Instructor: Sarah Griffin

Sarah teaches college English, and she holds a master's degree in English studies.

In this lesson, we will join Jane on her quest for a fulfilled life by taking a close look at key quotes from the second portion of the book. Volume 2, however, will not quench our thirst for answers, as a cliffhanger awaits us.

Jane Eyre Volume 2: A Summary

Volume 2 of Jane Eyre picks up right where Volume 1 left us in the continuation of Jane's coming-of-age story. Another word commonly used to refer to a coming-of-age story is bildungsroman. At the start of Volume 2, Jane is keen on meeting with Mr. Rochester again, as her feelings for him have begun to deepen into something like love. Though Mr. Rochester is also falling for Jane, he has plans to tease Jane and bring out her jealous side before any declarations of love are made. Later on, Mr. Rochester pretends that he is engaged to a wealthy woman named Blanche Ingram. Jane can't take it anymore, and she confesses her love aloud to Mr. Rochester. He responds by proposing marriage to Jane.

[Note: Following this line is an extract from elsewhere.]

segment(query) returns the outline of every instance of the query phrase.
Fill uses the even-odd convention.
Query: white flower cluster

The night before her wedding to Mr. Rochester, Jane wakes to see a crazy-looking woman tearing her wedding veil in two.

Bertha Mason tears the veil Jane is supposed to wear for her wedding.
veil

It is revealed during their wedding ceremony that Mr. Rochester is already married to a woman named Bertha Mason. The real Mrs. Rochester is completely insane -- a woman that Mr. Rochester was tricked into marrying before her madness became obvious -- and has been locked in a room at the top of the house. And now, Jane is forced to figure out ... what happens next.

Let's take an in-depth look at three of Jane's quotes from Volume 2 that show us her nature as a character and how her relationship with Mr. Rochester affects the arc of her coming-of-age story.

Quote #1:

''It little mattered whether my curiosity irritated him; I knew the pleasure of vexing and soothing him in turns; it was one I chiefly delighted in, and a sure instinct always prevented me from going too far: beyond the verge of provocation I never ventured; on the extreme brink I liked well to try my skill. Retaining every minute form of respect, every propriety of my station, I could still meet him in argument without fear or uneasy restraint: this suited both him and me.''

Though she is a governess in his house, Jane is confident in her position with Mr. Rochester, and is able to push him to the limits with teasing banter through a pattern of alternately vexing, which means annoying, and soothing. In a word, Jane and Mr. Rochester flirt. It could be said that they flirt a little aggressively.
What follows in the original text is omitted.